"Clara, dearest, what account have you to give me of Madeline? Has she shared the fate of all? or have you reason to suppose her life has been spared?"

Another burst of tears succeeded to these questions, for coupled with the name of her cousin arose all the horrid associations connected with her loss. As soon, however, as she could compose herself, she briefly stated all she had witnessed of the affair, from the moment when the boat of the schooner was seen to meet the strange looking object on the water, to that when she had beheld her ill-fated cousin borne away apparently lifeless in the arms of the tall Indian by whom she had been captured.

During this recital, the heart of Captain de Haldimar,—for it was he,—beat audibly against the cheek that still reposed on his breast; but when his sister had, in a faint voice, closed her melancholy narrative with the manner of her cousin's disappearance, he gave a sudden start, uttering at the same time an exclamation of joy.

"Thank God, she still lives!" he cried, pressing his sister once more in fondness to his heart; then turning to his companion, who, although seemingly abstracted, had been a silent and attentive witness of the scene,—"By Heaven! Valletort, there is yet a hope. She it was indeed whom we saw borne out of the fort, and subsequently made to walk by the cruel Indian who had charge of her."

"Valletort, Valletort," murmured Clara unconsciously, her sick heart throbbing with she knew not what. "How is this, Frederick?—Where, then, is Captain Baynton? and how came you here?"

"Alas! Clara, poor Baynton is no more. Even at the moment when he confided the unconscious burden, preserved at the peril of his own life, to the arms of Sir Everard here, he fell beneath the tomahawk of a pursuing savage. Poor, noble, generous Baynton," he continued, mournfully; "to him, indeed, Clara, are you indebted for your life; yet was it purchased at the price of his own."

Again the pained and affectionate girl wept bitterly, and her brother proceeded:—

"The strange object you saw on the lake, my love, was nothing more than a canoe disguised with leafy boughs, in which Sir Everard Valletort and myself, under the guidance of old Francois of the Fleur de lis, whom you must recollect, have made the dangerous passage of the Sinclair in the garb of duck hunters,—which latter we had only discarded on reaching the schooner, in order to assume another we conceived better suited to our purpose. Alas!" and he struck his hand violently against his brow, "had we made directly for the shore without touching the vessel at all, there might have been time to save those we came to apprise of their danger. Do you not think there was, Valletort?"

"Most assuredly not," returned his companion, anxious to remove the impression of self-blame that existed in the mind of Captain de Haldimar. "From the moment of our reaching the schooner, which lay immediately in our route, to that when the shout was raised by the savages as they rushed into the fort, there was scarcely an interval of three minutes; and it would have required a longer period to have enabled us even to gain the shore."

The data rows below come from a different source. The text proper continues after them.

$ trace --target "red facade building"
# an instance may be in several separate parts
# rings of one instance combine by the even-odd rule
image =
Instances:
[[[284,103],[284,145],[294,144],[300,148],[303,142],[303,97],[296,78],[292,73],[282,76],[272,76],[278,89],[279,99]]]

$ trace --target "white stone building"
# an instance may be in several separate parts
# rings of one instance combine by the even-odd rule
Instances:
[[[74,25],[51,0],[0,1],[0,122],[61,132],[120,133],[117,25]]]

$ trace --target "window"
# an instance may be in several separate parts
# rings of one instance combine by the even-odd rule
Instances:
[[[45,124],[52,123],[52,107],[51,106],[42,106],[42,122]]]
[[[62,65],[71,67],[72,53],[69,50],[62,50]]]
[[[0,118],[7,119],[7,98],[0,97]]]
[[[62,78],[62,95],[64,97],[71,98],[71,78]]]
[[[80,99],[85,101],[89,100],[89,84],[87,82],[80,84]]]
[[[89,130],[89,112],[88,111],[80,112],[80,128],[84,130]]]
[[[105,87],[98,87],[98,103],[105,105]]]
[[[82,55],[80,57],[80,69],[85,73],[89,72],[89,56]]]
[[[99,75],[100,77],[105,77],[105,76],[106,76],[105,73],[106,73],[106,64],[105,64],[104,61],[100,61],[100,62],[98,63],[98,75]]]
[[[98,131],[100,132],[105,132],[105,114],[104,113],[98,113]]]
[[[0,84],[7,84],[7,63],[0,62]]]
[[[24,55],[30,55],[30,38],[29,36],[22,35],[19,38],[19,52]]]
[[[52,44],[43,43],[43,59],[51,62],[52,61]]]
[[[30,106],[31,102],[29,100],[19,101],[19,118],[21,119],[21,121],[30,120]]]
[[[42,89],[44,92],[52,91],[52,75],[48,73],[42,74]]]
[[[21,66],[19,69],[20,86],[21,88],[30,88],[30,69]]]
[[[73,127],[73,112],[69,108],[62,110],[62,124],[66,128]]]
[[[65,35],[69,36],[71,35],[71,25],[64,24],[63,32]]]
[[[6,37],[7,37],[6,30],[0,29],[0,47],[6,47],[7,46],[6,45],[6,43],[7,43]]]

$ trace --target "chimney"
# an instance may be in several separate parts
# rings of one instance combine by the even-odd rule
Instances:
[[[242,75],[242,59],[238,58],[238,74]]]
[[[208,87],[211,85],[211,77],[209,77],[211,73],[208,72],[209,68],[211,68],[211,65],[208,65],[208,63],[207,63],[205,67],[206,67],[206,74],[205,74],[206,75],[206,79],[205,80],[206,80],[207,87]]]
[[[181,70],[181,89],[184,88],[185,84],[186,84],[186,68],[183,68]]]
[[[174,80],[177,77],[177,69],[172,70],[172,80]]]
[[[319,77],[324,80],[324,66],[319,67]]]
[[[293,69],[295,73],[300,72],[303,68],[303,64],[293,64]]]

"Thank, thank you for that!" exclaimed the officer, drawing himself up with the air of one who breathes more freely. "I would not, for the wealth and honours of the united world, that such a cause for self-reproach should linger on my mind. By Heaven! it would break my heart to think we had been in time to save them, and yet had lost the opportunity through even one moment of neglect." Then turning once more to his sister,—"Now, Clara, that I see you in safety, I have another sacred duty to perform. I must leave you, but not alone."